FIG. 1 is a diagram illustrating a deep learning voiceprint recognition method based on multi-channel wavelet decomposition co-denoising according to an embodiment of the invention;
FIG. 2 illustrates a flow diagram of a deep learning voiceprint recognition method based on multi-channel wavelet decomposition co-denoising according to an embodiment of the invention;
fig. 3 shows a diagram of a neural network configuration according to an embodiment of the present invention.
Detailed Description
The detailed features and advantages of the present invention are described in detail in the detailed description which follows, and will be sufficient for anyone skilled in the art to understand the technical content of the present invention and to implement the present invention, and the related objects and advantages of the present invention will be easily understood by those skilled in the art from the description, claims and drawings disclosed in the present specification.
FIG. 1 is a diagram illustrating a deep learning voiceprint recognition method based on multi-channel wavelet decomposition co-denoising according to an embodiment of the invention.
The method mainly comprises a spatial filtering part, a wavelet denoising part and a voiceprint recognition part.
FIG. 2 shows a flowchart of a deep learning voiceprint recognition method based on multi-channel wavelet decomposition co-denoising according to an embodiment of the invention.
With reference to fig. 1 and 2, the method includes, but is not limited to, the following steps.
Step 101: acquiring signals of a plurality of channels by using a spiral microphone array;
step 102: and carrying out spatial filtering on the collected signals of the plurality of channels to obtain signals after spatial filtering.
In one embodiment, the spatial filtering comprises: carrying out spatial feature analysis on the acquired signals of the channels to confirm the incoming wave direction of the human voice, and adjusting the direction of the multi-channel spiral array according to the incoming wave direction to realize voice enhancement; and performing phase synchronization on all channel signals according to time delay values of the signals reaching different array units, and summing all the channel signals according to the weight ratio (because an incoming wave direction theta exists, the weight ratio of the signals received by each array unit is different) to obtain the signals after spatial filtering.
The incoming wave direction θ is obtained as follows:
and performing generalized cross-correlation operation on the acquired multi-channel time domain signals to obtain time delay values tau of the signals reaching different array units. Obtaining an incoming wave direction theta (namely an arrival angle of a signal) according to the distance R between the array units, the sound velocity c and the time delay value tau:
Figure GDA0003495343710000061
step 103: and preprocessing the signals after the spatial filtering to obtain primary signals.

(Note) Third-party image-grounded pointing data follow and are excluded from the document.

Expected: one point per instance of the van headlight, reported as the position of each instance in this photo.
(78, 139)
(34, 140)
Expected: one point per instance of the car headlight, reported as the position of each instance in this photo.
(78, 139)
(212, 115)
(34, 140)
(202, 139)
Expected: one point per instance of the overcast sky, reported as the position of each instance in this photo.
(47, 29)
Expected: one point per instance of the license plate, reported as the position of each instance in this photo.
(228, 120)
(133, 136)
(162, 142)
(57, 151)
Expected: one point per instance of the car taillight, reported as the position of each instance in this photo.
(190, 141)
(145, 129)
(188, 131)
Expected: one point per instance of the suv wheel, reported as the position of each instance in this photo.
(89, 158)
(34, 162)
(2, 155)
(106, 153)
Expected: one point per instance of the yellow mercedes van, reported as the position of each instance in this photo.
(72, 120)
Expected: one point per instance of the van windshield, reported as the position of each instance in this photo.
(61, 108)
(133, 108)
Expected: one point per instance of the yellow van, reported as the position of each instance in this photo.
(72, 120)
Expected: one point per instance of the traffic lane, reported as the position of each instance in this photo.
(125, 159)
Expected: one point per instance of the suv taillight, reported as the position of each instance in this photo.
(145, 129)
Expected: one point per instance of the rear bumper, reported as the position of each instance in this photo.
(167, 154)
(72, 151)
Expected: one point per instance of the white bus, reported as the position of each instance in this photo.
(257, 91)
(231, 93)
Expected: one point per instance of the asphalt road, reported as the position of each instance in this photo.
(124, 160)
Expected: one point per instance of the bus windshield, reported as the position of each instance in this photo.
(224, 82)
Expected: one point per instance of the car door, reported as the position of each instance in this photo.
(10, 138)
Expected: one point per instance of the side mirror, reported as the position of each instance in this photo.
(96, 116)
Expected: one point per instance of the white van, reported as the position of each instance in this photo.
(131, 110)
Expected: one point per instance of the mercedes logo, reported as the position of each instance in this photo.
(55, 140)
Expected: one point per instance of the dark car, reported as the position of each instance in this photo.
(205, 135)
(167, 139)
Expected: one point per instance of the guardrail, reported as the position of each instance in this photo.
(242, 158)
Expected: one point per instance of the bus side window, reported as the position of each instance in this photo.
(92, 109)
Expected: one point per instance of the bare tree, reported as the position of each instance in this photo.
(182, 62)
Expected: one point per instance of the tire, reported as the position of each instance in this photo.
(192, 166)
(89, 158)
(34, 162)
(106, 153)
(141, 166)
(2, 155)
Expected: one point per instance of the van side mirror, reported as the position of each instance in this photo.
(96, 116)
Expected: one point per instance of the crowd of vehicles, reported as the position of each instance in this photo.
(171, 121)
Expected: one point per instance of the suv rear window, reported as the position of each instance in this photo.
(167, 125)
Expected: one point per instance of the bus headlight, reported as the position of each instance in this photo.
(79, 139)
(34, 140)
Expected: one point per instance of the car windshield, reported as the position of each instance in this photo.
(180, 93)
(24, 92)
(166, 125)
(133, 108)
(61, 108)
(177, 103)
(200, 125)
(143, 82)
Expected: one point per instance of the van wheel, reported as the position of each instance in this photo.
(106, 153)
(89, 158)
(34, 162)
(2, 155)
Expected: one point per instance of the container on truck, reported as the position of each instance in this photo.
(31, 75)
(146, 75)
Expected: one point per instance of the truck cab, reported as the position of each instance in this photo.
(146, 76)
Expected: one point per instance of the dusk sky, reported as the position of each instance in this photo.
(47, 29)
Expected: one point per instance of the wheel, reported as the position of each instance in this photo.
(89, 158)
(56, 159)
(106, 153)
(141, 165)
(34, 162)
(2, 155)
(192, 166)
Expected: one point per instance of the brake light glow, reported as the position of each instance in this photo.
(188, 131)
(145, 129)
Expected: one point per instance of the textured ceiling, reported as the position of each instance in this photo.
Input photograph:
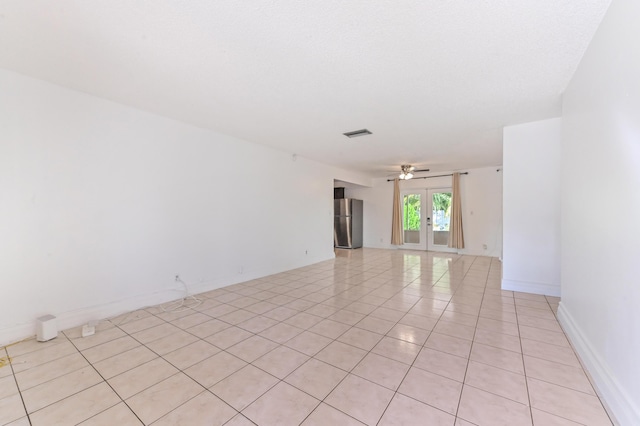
(435, 81)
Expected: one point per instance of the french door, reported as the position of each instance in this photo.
(426, 215)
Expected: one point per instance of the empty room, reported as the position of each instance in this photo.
(319, 213)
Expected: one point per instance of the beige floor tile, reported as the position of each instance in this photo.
(360, 308)
(414, 313)
(501, 358)
(142, 324)
(308, 343)
(360, 398)
(119, 415)
(303, 320)
(341, 355)
(257, 324)
(171, 342)
(190, 320)
(215, 368)
(38, 357)
(409, 333)
(504, 315)
(484, 408)
(189, 355)
(59, 388)
(31, 345)
(567, 403)
(442, 363)
(455, 330)
(280, 313)
(208, 328)
(239, 420)
(461, 422)
(78, 407)
(124, 361)
(396, 349)
(408, 411)
(558, 374)
(321, 310)
(545, 324)
(109, 349)
(432, 389)
(498, 340)
(316, 378)
(546, 419)
(383, 371)
(327, 415)
(498, 326)
(101, 336)
(330, 328)
(203, 409)
(236, 317)
(463, 308)
(449, 344)
(360, 338)
(549, 352)
(282, 405)
(388, 314)
(142, 377)
(48, 371)
(243, 302)
(244, 386)
(497, 381)
(281, 361)
(161, 398)
(281, 333)
(375, 325)
(8, 386)
(228, 337)
(347, 317)
(155, 333)
(252, 348)
(11, 409)
(550, 337)
(261, 307)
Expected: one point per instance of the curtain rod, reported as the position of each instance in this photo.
(429, 177)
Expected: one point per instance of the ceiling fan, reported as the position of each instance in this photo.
(407, 171)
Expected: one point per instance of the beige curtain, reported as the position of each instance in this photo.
(456, 236)
(396, 222)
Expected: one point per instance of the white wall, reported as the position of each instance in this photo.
(600, 308)
(101, 205)
(531, 207)
(481, 193)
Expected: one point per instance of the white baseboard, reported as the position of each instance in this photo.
(531, 287)
(623, 408)
(70, 319)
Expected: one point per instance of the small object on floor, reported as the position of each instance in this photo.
(46, 328)
(88, 330)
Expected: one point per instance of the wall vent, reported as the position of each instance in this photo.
(356, 133)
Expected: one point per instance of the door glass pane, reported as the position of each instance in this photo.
(411, 218)
(441, 215)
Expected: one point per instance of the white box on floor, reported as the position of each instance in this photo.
(46, 328)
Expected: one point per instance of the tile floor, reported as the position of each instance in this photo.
(374, 337)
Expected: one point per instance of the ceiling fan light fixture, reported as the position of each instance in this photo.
(356, 133)
(407, 172)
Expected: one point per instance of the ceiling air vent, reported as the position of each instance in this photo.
(356, 133)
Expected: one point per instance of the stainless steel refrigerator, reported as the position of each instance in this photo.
(347, 224)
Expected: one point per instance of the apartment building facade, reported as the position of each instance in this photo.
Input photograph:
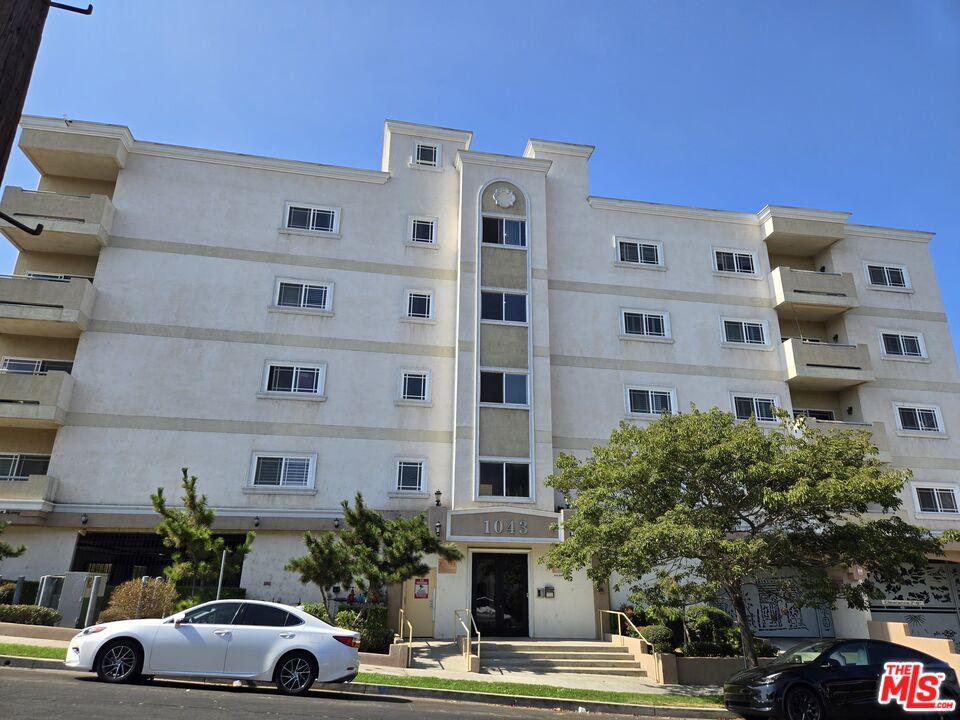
(431, 334)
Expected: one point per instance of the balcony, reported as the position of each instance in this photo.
(45, 308)
(72, 224)
(34, 401)
(85, 150)
(877, 430)
(813, 296)
(799, 231)
(826, 366)
(33, 496)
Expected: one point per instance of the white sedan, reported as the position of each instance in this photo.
(236, 639)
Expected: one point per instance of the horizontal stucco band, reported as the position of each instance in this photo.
(258, 338)
(250, 427)
(265, 256)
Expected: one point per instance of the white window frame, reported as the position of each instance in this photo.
(414, 162)
(428, 389)
(504, 291)
(320, 394)
(667, 336)
(285, 225)
(672, 392)
(503, 371)
(754, 258)
(618, 239)
(281, 488)
(529, 497)
(940, 432)
(326, 310)
(918, 485)
(922, 357)
(908, 285)
(397, 491)
(775, 399)
(434, 223)
(764, 328)
(430, 318)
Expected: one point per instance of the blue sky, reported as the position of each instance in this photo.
(843, 106)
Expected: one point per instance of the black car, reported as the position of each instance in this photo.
(827, 680)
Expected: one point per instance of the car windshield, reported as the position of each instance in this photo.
(804, 653)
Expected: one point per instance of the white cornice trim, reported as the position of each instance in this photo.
(679, 211)
(466, 157)
(257, 162)
(433, 132)
(794, 213)
(890, 233)
(78, 127)
(535, 145)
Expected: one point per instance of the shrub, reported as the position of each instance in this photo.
(29, 615)
(375, 635)
(159, 597)
(318, 610)
(659, 636)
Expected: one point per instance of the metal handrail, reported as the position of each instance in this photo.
(621, 615)
(468, 646)
(404, 621)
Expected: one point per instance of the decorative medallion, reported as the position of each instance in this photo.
(504, 197)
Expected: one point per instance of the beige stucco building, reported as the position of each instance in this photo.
(295, 332)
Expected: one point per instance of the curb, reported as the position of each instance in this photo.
(520, 701)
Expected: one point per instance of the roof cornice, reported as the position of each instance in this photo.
(535, 145)
(678, 211)
(889, 233)
(794, 213)
(467, 157)
(399, 127)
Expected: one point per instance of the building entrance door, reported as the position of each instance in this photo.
(500, 594)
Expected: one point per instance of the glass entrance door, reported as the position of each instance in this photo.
(500, 594)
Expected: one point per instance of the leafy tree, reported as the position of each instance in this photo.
(196, 551)
(371, 552)
(6, 549)
(722, 504)
(326, 563)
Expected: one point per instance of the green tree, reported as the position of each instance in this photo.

The preprocessing includes signal normalization, pre-emphasis, framing, windowing (e.g., window function selection hamming window), end point detection.
In one embodiment, the pre-emphasis process comprises: and carrying out pre-emphasis processing by adopting high-pass filtering, wherein the formula is as follows.
y(l)=x(l)-0.95x(l-1)
Where x (l) is the spatially filtered discrete signal and y (l) is the high-pass filtered signal, where l is the sample point.
In one embodiment, the framing process includes: the high-pass filtered signal is framed by a fixed length N, for example, each frame being 40ms in length.
In one embodiment, the windowing process comprises: adding a window function w (l) to the high-pass filtered signal to obtain a windowed signal y (l) w (l), wherein,
Figure GDA0003495343710000062
where N is the speech sequence length, l is the sample point, and the empirical value a is 0.46.
In one embodiment, the endpoint detection process employs a double threshold method: the short-term energy and the zero-crossing rate determine two thresholds of a double-threshold method, and when the signal simultaneously exceeds the two thresholds, the signal is considered to be in a speech stage.
Step 104: carrying out Fourier transform on each frame of the preprocessed signals f (t), and converting the actual frequency into Mel (Mel) frequency; determining a maximum value of the signal amplitude value exceeding a preset threshold value; determining the frequency omega corresponding to the maximum value1,…,ωN(ii) a Get (omega)nn+1) The/2 is used as the boundary of adjacent intervals, wherein N is more than 1 and less than N-1, and the signal frequency range is equally divided into N intervals; and then from said mel frequency to convert back to said actual frequency;
the deep learning voiceprint recognition method based on multi-channel wavelet decomposition common noise reduction converts signals into Mel frequency to divide frequency intervals to accord with auditory characteristics of human ears, divides the frequency intervals according to a maximum value to ensure that effective signals exist in each divided region, and increases the accuracy of extracted signal characteristics.
Step 105: and performing empirical wavelet transform on the signals processed in the step 104 according to the division areas to obtain N modes. Each interval corresponds to one mode; scale function of empirical wavelet
Figure GDA0003495343710000071
Sum wavelet function
Figure GDA0003495343710000072
The definition in the frequency domain is as follows:
Figure GDA0003495343710000073
Figure GDA0003495343710000074
wherein the expression of the beta function is beta (x) ═ x4(35-84x+70x2-20x3) X is in
Figure GDA0003495343710000075
And
Figure GDA0003495343710000076
is replaced by the independent variable of the respective beta function;
wherein gamma is a coefficient and satisfies 0 < gamma < 1,
Figure GDA0003495343710000077
where ω is the frequency and n represents the nth mode.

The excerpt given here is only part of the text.